Pasando a analizar el contenido de la norma, el real decreto que se aprueba está dividido en cuatro capítulos. El capítulo I contiene una serie de disposiciones generales, relativas a las definiciones de los conceptos a emplear a lo largo del texto y a los objetivos generales que han de perseguir las sociedades de gestión de activos en el desarrollo de su actividad. En definitiva, estas sociedades de gestión de activos, en cuanto instrumentos de reestructuración y resolución, se orientan a facilitar el desarrollo adecuado de estos procesos en cuyo curso se apliquen. A estos efectos, de particular importancia será que, al transmitir los activos a las sociedades de gestión de activos, se produzca una traslación efectiva de los riesgos vinculados a estos activos y se minimice el uso de recursos públicos.

El capítulo II se refiere a los activos transferibles a una sociedad de gestión de activos. Se definen una serie de criterios cualitativos y cuantitativos generales, así como específicos para los derechos de créditos y bienes inmuebles, que serán utilizados por el FROB para definir las categorías de activos que serán objeto de transmisión. Por su parte, el Banco de España podrá, mediante circular, ampliar estos criterios, y resolverá las dudas sobre la inclusión de un activo dentro de las categorías definidas por el FROB.

Una vez realizados los ajustes de valoración y determinado el valor de transmisión por el Banco de España, el FROB ordenará la definitiva transmisión de los activos.

El capítulo III contiene las normas relativas a los ajustes de valoración y al valor de transmisión de los activos que determina la fase final de la fijación del precio de transmisión. Estos criterios de valoración tienen en cuenta si los activos cotizan o no en un mercado activo, y diferencian específicamente entre la valoración de bienes inmuebles, derechos de crédito e instrumentos representativos del capital social.

La determinación final del valor de transmisión se realizará por el Banco de España, partiendo de informes de valoración encargados a uno o varios expertos independientes, y ajustando la estimación de acuerdo con los criterios previstos en este real decreto. El valor de transmisión se expresará para cada categoría de activo como un porcentaje del valor en libros de los activos tras realizar los ajustes precisos.

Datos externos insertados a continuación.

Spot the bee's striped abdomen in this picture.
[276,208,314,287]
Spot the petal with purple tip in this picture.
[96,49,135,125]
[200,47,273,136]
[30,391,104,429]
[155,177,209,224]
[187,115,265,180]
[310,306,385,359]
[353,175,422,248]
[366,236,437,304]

El capítulo IV introduce el régimen concreto aplicable a la SAREB y a sus patrimonios separados, los fondos de activos bancarios, en adelante FAB, a los que esta podrá transferir sus activos.

La SAREB se constituye como una sociedad anónima que presenta determinadas particularidades derivadas de su objeto social singular y el interés público derivado de su actividad. Su objeto está determinado por la transferencia de activos necesaria para desarrollar el proceso de reestructuración y saneamiento del sector bancario español, a acometer dentro del marco del memorando de entendimiento firmado entre las autoridades españolas y europeas el 23 de julio de 2012, para la asistencia financiera.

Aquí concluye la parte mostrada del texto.